O yüzden haberi olduğu halde maça gittiği iddialarına inanmam.
Lanet olası PKK terörü, şehit haberleri duyulmaya başlandığı saatlerde Cumhurbaşkanı Erdoğan canlı yayındaydı.
Bazı sözleri üzerine fırtınalar koptu ama ben o konuşmada ‘PKK'nın silah stokladığı' bölüme takıldım.
Devletin altına mayınlar döşenmiş, evler cephanelik olmuş.
E, sormazlar mı o zaman “Devletin eli armut mu topluyordu” diye?
Şimdi eğri oturup, doğru konuşma zamanı.
Şehit yakınları bile ‘kan dursun' diye bağrına taş basmışken fena halde aldatılmışız.
Masada ‘barış' görüşmeleri sürerken birileri ‘köstebek' gibi toprağın altına mayın, bomba düzeneği yerleştirmiş. Toprağın üstünde ise ‘paralel yapılanma'yı tamamlamış.
Geldiğimiz nokta şudur: ‘Çözüm Süreci'nin karanlıkta kalan noktaları aydınlatılmalı.
Şehit ağıtları yükseliyor her gün.

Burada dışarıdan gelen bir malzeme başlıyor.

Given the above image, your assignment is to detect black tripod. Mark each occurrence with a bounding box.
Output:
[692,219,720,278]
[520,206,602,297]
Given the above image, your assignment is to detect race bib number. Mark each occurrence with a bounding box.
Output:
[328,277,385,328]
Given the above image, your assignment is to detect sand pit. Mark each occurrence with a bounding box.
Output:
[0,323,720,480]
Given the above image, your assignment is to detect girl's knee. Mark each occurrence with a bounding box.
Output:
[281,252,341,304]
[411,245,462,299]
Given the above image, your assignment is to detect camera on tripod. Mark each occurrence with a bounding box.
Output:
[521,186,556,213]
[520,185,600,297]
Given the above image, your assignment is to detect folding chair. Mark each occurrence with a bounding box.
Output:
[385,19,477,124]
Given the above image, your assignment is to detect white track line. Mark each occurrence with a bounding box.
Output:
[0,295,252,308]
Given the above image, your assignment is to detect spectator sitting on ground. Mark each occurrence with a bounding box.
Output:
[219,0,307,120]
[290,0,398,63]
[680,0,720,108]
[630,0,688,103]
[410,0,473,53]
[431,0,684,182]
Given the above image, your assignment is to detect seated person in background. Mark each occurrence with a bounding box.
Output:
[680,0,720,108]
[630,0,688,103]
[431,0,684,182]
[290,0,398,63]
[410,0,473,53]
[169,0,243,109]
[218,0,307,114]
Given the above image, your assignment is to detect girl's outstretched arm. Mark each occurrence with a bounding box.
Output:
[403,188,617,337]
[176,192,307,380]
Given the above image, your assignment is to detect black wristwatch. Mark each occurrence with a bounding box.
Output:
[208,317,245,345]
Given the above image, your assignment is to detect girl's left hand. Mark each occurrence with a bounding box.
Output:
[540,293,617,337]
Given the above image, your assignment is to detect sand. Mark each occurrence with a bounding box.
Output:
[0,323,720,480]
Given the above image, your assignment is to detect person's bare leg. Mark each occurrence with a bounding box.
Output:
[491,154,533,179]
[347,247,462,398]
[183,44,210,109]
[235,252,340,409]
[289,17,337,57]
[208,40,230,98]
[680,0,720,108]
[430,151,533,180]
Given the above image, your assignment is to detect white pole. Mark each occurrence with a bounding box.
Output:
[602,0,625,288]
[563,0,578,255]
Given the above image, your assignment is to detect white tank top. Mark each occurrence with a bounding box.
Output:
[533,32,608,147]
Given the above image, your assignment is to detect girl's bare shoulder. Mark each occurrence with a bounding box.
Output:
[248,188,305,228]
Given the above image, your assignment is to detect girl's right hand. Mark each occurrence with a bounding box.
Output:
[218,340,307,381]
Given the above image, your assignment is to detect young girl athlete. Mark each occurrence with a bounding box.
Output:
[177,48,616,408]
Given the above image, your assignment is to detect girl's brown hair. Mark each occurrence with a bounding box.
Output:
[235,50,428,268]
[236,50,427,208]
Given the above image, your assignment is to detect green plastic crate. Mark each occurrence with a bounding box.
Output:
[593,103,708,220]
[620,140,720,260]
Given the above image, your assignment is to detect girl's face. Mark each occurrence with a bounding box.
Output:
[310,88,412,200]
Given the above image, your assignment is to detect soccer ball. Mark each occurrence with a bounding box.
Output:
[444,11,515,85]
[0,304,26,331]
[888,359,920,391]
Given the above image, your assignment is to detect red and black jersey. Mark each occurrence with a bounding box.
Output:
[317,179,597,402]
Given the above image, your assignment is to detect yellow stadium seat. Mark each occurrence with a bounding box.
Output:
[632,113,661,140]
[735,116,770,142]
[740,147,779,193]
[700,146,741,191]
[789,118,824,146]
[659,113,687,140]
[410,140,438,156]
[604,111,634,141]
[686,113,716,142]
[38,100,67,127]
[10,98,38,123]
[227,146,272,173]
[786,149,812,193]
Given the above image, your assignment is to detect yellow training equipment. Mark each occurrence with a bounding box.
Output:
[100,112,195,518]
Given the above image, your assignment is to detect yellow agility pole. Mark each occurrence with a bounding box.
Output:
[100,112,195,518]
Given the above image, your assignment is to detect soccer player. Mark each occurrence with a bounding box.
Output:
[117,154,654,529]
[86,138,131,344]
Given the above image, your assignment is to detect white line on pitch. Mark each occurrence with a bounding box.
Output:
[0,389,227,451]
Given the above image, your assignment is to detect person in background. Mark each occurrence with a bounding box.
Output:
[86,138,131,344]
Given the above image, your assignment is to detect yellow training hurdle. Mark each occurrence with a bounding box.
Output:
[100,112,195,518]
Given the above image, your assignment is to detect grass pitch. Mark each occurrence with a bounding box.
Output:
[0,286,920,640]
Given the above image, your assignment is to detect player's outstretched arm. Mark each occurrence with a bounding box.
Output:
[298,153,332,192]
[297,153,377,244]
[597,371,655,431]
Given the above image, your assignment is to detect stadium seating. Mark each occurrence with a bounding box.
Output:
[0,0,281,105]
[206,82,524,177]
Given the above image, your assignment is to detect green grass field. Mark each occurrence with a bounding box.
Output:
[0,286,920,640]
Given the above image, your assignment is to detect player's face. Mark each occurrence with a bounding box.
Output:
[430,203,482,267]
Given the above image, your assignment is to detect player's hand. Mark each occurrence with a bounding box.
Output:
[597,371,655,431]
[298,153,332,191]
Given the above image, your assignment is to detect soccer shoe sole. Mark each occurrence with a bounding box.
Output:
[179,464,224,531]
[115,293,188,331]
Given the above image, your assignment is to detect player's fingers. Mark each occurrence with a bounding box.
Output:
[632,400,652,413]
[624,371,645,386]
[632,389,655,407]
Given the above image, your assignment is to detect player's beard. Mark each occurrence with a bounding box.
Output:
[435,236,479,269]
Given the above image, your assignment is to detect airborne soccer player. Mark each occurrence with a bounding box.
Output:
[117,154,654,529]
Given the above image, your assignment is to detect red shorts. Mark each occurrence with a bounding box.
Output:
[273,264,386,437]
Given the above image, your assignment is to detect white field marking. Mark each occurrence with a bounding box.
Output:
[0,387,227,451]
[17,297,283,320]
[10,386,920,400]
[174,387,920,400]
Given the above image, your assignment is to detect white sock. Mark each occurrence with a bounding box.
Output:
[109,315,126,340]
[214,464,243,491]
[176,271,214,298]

Toplumsal öfke birikiyor. Acılı ve geleceğinden emin olmayan milyonların yaşadığı bir ülke olduk.
Sürecin aktörleri çıkıp konuşmalı. İstifaysa istifa.
Koskoca bir ülke yangın yerine dönmüşken birileri de bedel ödemeli.
Çözüm her zaman siyasettir. TBMM böyle bir ortamda niye kapalı durur?